Cependant, cette stratégie reste controversée. Si certains observateurs, comme Serge Klarsfeld, estiment que le RN a évolué et ne représente plus une menace directe pour les Juifs français, d’autres dénoncent une transformation superficielle. Le CRIF, en particulier, maintient une position critique, refusant d’inviter le RN à ses événements et soulignant les ambiguïtés idéologiques persistantes du parti.
- Des ambiguïtés idéologiques non résolues
Malgré ses efforts pour se distancier de l’héritage sulfureux du Front National, le RN reste marqué par des ambiguïtés idéologiques :
- Un nationalisme identitaire : Le discours du RN continue de polariser autour de thématiques identitaires, notamment en désignant l’islamisme radical et l’immigration comme des menaces prioritaires. Cette rhétorique, bien qu’efficace électoralement, alimente les critiques selon lesquelles le parti instrumentalise la lutte contre l’antisémitisme pour servir une stratégie anti-immigration.
- Héritage historique : Les accusations d’antisémitisme associées au FN sous Jean-Marie Le Pen restent un obstacle majeur à la légitimation du RN auprès des institutions juives. Bien que Marine Le Pen ait exclu certaines figures controversées, le parti n’a pas entrepris un véritable travail de mémoire.
- Un dilemme pour la communauté juive
La communauté juive française se trouve face à un dilemme complexe. D’un côté, le RN se positionne comme un "bouclier" contre l’antisémitisme contemporain, qui émane davantage des milieux islamistes et d’une partie de l’extrême gauche. De l’autre, la méfiance envers les intentions réelles du parti demeure forte.

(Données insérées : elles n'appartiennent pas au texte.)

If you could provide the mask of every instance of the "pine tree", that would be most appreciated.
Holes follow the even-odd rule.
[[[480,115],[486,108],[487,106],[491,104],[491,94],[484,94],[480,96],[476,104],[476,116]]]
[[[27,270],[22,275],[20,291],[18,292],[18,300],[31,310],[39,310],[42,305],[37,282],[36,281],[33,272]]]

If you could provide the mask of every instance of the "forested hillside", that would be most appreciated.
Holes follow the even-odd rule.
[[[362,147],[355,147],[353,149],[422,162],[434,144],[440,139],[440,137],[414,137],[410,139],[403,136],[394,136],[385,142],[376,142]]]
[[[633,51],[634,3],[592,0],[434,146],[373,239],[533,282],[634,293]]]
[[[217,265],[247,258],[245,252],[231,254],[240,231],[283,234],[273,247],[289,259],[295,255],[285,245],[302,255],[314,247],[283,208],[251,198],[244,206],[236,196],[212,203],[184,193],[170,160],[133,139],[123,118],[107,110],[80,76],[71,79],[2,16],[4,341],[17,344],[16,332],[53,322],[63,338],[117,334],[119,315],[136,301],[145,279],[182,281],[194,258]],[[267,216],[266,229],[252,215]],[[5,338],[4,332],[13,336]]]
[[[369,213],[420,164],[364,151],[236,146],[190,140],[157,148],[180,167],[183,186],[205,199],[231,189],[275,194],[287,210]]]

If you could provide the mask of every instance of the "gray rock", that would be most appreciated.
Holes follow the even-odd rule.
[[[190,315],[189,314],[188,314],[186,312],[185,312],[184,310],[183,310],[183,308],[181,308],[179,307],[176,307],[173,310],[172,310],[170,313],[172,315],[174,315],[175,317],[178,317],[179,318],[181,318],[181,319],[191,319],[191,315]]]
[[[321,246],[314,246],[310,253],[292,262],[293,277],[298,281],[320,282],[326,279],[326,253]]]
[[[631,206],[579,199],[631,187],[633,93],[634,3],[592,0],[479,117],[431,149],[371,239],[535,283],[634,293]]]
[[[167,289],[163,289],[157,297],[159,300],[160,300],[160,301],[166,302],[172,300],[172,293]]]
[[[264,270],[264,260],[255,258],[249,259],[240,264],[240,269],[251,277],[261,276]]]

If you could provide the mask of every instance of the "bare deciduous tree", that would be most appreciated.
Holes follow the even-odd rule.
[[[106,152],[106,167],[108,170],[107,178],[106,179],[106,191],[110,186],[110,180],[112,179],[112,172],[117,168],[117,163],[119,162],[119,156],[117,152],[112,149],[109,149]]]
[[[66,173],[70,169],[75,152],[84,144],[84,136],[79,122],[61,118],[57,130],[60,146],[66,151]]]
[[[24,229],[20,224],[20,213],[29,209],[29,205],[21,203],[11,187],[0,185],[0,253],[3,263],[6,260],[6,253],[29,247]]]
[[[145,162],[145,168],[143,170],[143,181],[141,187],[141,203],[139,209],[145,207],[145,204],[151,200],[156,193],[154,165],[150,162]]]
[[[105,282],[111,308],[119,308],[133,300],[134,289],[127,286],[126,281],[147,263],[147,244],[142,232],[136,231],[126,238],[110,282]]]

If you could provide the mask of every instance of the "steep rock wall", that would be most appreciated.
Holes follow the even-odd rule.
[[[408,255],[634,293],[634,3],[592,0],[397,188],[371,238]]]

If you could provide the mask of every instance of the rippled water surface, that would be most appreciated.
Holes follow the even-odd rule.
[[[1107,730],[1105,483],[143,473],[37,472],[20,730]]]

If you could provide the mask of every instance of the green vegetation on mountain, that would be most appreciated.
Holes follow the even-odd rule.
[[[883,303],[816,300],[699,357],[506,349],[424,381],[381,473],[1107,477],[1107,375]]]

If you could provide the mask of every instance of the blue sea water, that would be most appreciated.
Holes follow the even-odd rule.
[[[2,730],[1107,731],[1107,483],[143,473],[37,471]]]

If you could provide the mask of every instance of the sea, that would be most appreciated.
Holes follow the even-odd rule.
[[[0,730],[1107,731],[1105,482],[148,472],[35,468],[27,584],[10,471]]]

Cette fracture est visible au sein même de la communauté juive : certains électeurs juifs se tournent vers le RN pour des raisons sécuritaires, tandis que les institutions comme le CRIF maintiennent une ligne critique stricte.

- Perspectives pour le RN
L’avenir du RN dépendra de sa capacité à surmonter les contradictions internes entre sa stratégie de dédiabolisation et son héritage historique :
- Travail de mémoire : Pour gagner en crédibilité auprès des institutions juives et internationales, le RN devra aller au-delà des gestes symboliques et entreprendre un véritable travail de mémoire sur son passé.
- Cohérence idéologique : Le parti devra démontrer que sa lutte contre l’antisémitisme n’est pas instrumentalisée à des fins électorales mais s’inscrit dans un engagement sincère en faveur des valeurs républicaines.
- Conquête internationale : La visite de Bardella en Israël ouvre la voie à une reconnaissance internationale accrue, mais elle reste conditionnée à une évolution idéologique profonde.
Conclusion générale
Le Rassemblement National se trouve à un carrefour historique. Si sa stratégie de dédiabolisation lui a permis d’élargir son électorat et d’améliorer son image publique, elle reste insuffisante pour convaincre pleinement les institutions juives et une partie de l’opinion publique internationale. La visite de Jordan Bardella en Israël illustre cette tension entre évolution stratégique et ambiguïtés persistantes.
Le RN peut-il devenir un protecteur sincère des Juifs ou s’agit-il d’un ravalement de façade ? La réponse dépendra non seulement des actions futures du parti mais aussi de la capacité des institutions juives et républicaines à maintenir leur vigilance face aux défis posés par cette transformation inachevée.